PROJECT SUMMARY
The failure of a drug during the development process is extraordinarily costly and dangerous. Indeed, it can take
upwards of 10 years and $2-3 billion to develop just one drug, and much of that cost is incurred from the
candidates that fail. Most failures occur towards the end of the development process when the costs are highest
and when the drug is exposed to the most patients. One of the most common reasons for failure is a compound’s
propensity for causing cardiac arrhythmias in patients. In some rare cases, these cardiotoxic effects aren’t even
detected during clinical trials and are only discovered once the drug is exposed to the population at large,
resulting in harm to patients and a costly withdrawal from the market place. Consequently, the FDA has
mandated that all new drugs be tested for cardiotoxic effects, but they and the drug industry realize that current
screening tools fall short. This has led to a growing market for screening tools that are more predictive than
existing technologies. Human induced pluripotent stem cell-derived cardiomyocytes (hPSC-CMs) represent a
promising avenue towards building high-representative in vitro tissue models for preclinical drug screening.
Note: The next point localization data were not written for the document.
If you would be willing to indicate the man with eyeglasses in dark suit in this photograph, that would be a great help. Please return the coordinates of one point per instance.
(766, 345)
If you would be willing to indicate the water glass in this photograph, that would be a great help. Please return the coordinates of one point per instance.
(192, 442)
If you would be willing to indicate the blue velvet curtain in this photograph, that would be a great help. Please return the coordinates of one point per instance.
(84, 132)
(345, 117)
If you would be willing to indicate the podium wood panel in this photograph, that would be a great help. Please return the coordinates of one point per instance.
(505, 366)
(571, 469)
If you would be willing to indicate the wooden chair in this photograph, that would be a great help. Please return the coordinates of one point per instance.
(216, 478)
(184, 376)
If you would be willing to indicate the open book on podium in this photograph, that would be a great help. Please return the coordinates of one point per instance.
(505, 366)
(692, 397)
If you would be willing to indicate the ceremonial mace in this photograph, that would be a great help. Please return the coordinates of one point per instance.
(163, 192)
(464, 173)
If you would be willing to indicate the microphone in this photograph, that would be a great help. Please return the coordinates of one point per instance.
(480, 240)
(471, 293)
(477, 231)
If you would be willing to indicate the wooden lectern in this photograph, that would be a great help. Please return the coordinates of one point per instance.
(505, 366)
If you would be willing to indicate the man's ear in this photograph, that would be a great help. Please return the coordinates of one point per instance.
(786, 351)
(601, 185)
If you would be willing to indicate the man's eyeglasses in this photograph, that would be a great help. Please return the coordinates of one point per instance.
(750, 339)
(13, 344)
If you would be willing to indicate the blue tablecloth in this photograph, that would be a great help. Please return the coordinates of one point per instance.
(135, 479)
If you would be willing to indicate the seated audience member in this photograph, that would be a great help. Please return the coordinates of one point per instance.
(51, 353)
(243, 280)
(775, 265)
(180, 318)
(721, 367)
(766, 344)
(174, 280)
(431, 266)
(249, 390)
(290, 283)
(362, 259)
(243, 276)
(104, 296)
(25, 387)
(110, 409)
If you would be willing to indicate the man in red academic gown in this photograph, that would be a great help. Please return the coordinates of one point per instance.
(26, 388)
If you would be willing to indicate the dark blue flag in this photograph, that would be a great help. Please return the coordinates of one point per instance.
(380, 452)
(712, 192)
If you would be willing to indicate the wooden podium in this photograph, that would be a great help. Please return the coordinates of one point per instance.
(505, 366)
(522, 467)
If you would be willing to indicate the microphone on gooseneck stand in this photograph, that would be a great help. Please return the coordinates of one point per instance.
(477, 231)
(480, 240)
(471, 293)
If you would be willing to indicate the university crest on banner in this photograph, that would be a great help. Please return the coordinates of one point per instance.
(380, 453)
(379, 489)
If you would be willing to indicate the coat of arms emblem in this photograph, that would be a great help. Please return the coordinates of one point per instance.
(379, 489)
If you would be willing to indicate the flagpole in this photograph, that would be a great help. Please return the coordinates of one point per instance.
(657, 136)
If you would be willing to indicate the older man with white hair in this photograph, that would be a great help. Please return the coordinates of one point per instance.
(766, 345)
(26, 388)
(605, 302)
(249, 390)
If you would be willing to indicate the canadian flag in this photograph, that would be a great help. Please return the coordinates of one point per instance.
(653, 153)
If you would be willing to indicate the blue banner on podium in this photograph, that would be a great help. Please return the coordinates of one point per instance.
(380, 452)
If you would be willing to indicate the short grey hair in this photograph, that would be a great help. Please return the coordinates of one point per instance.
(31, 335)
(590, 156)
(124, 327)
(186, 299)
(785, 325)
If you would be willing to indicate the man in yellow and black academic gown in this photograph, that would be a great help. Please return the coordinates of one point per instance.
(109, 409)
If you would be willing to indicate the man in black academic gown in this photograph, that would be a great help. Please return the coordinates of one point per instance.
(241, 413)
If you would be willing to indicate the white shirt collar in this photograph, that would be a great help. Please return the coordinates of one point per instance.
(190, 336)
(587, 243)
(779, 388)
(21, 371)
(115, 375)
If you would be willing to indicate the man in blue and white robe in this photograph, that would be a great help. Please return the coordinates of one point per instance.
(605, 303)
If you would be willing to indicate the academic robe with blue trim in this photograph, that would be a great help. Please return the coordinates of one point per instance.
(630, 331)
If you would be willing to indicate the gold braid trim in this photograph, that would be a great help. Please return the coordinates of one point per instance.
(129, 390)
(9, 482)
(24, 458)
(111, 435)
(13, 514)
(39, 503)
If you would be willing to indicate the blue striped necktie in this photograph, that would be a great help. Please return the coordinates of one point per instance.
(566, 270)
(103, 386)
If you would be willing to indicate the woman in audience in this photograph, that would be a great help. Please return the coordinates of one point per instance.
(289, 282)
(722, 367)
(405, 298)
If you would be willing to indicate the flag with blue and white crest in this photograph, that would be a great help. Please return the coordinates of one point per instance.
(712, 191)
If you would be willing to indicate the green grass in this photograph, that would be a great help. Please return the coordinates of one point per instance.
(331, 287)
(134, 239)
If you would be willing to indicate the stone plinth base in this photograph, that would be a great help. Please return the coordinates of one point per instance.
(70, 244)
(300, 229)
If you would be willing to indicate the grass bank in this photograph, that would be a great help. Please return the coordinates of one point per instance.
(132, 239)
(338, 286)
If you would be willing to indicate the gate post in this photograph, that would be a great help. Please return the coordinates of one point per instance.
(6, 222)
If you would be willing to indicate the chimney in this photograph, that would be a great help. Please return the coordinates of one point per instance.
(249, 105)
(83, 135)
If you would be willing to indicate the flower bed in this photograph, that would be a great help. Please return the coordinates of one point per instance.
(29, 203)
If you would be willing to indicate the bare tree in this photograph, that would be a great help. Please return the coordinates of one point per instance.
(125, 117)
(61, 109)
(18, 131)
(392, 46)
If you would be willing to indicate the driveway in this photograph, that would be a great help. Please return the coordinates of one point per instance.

However, most hPSC-CM models do not develop into mature, adult-like tissue and thus fail to recapitulate some
in vivo drug responses. NanoSurface Biomedical is applying for Phase 1 SBIR funding to develop a combinatorial
approach to enhance the maturation of cardiac stem cells for improved drug-induced cardiotoxicity screening
based on a simulated microgravity bioreactor-based maturation of stem cells. The approach will generate tissues
that are more functionally mature and can be fed into various down-stream assays. We hypothesize that the
combination of simulated microgravity, cell patterning, electrical stimulation and metabolic substrates will
improve cardiac structural and functional development to enable the collection of cardiotoxicity data with more
predictive capacity. To test these hypotheses, this project will focus on the optimization of protocols and cues in
combinations that can reproducibly and reliably mature hPSC-CMs. The company will develop protocols and
validate the hypothesis that these combinatorial cues can enhance hPSC-CM maturation in vitro. Maturation will
be assessed via a suite of structural, electrophysiological, and functional metrics combined with statistical
analysis (Aim 1). The most effective maturation protocol will be used to generate hPSC-CM for validation using
downstream drug toxicity assays (Aim 2). These data will be used to assess the validity of the approach for
eventual scale up during Phase 2 for the development of highly predictive in vitro cardiac assays, and for
commercial release and market delivery in Phase 3. Successful validation of the company’s combinatorial
approach will produce an innovative new product aimed at relieving critical deficiencies in preclinical toxicity
models and reduce cost and time in the drug development process.